Here is another — Day 4 — of my index card paintings for the month. I’m calling this one “Awareness” because that’s what I learned from doing this little 3 x 5 oil painting.
Like the previous paintings I’ve shared from this project, this scene was inspired by a George Inness work. His, of course, has much more detail. I’m simplifying the compositions, trying to put in the most essential elements, studying the colors of the paintings, and looking for the light.
If you want to make a quick comparison for a better understanding of how I’m approaching this project, here is Peace and Plenty by Inness.
My colors are much, much different from those of the original painting. This is intentional. Tonalist artists like Inness used a lot of glazing techniques in their landscapes. These glazes give their works a glowing, almost mystical quality. They add richess and depth to the colors. They unify the colors as well.
With my little index card project, I’m not doing any glazing. Instead, I’m working with a fairly limited palette to keep my colors somewhat unified, and I’m putting my attention on two things: composition and light.
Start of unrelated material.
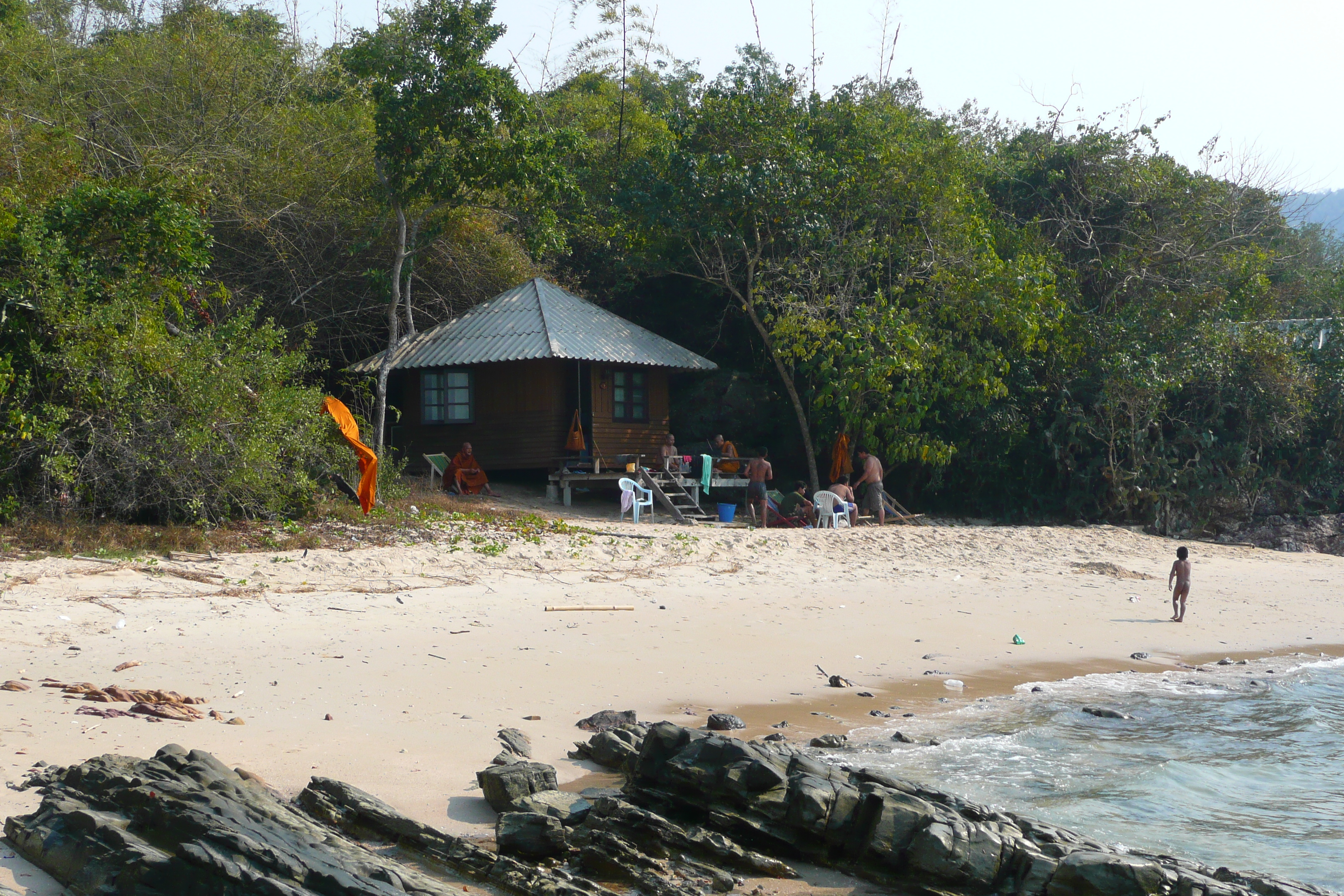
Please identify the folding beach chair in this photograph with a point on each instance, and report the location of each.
(437, 464)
Tonalist composition tends to be simple. For each of my small paintings, I’m focusing on the primary elements in the works I’m using as inspiration. I’m attempting to describe the lay of the land, and to create a sense of background, midground, and foreground.
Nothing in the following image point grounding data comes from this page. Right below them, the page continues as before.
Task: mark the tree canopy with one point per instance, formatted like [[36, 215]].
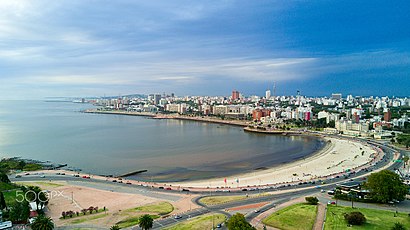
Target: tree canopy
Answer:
[[386, 186], [145, 222], [4, 178], [238, 222], [42, 222], [2, 202]]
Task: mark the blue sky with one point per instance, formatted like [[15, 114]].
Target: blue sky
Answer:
[[94, 48]]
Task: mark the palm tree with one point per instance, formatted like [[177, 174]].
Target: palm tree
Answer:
[[42, 223], [146, 222]]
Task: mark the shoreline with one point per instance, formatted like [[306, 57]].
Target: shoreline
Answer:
[[317, 166], [348, 151], [338, 157]]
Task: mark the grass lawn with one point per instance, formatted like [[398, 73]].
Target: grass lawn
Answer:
[[161, 208], [376, 219], [132, 221], [6, 186], [131, 216], [199, 223], [295, 217]]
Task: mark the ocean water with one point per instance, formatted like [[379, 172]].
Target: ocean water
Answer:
[[171, 150]]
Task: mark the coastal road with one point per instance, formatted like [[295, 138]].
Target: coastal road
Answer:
[[289, 192]]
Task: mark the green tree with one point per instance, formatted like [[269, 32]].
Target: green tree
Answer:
[[2, 202], [4, 178], [42, 222], [19, 212], [355, 218], [398, 226], [385, 186], [406, 160], [115, 227], [37, 195], [145, 222], [238, 222]]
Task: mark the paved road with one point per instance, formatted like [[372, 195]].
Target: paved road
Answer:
[[290, 192]]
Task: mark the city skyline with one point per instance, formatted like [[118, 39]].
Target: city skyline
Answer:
[[79, 48]]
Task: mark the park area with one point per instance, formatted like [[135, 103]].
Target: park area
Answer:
[[200, 222], [296, 217], [376, 219]]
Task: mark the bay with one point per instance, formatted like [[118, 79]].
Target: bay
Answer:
[[171, 150]]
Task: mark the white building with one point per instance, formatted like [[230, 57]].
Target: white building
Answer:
[[267, 94]]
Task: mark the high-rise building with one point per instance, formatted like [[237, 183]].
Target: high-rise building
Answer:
[[235, 95], [267, 94], [157, 97], [387, 115], [336, 96]]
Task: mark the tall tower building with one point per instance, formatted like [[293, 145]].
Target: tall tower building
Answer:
[[267, 94], [235, 95], [274, 90], [387, 115]]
And I’m looking for light.
Surprisingly, finding — and understanding — the light in the various pictures I’m studying isn’t quite so easy as it might seem. In Peace and Plenty, the light appears to be coming from behind, casting shadows toward the front of the painting.
My efforts to put in places of light are admittedly clunky and chunky. I’m all right with that, because at least I was giving thought to light and shadow. I deliberately made my lights much lighter. I wanted to see them. I wanted them to stand out. I wanted to look at this painting and say, “Yes, see, I added light here.”
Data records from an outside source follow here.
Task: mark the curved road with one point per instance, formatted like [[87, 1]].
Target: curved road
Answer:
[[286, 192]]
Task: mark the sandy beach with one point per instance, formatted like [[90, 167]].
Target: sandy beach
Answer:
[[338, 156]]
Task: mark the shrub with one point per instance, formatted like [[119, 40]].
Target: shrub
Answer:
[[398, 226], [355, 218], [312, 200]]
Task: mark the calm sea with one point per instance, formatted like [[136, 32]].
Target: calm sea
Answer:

I didn’t get it right. But at least I gave it some thought. That’s the first step, you see. Maybe in tomorrow’s painting, I’ll get closer to putting the lights — and the shadows — in all the right places. Or maybe not. Maybe it will take a lot more of these little paintings, and a lot more time studying before I can really use the concepts of lights and darks to add mood and atmosphere to my art. That’s all right, too.
Sometimes we focus too much on achieving specific results when instead we should be giving ourselves credit for awareness. That’s where improvement begins, and I know I’m making progress simply by developing greater awareness.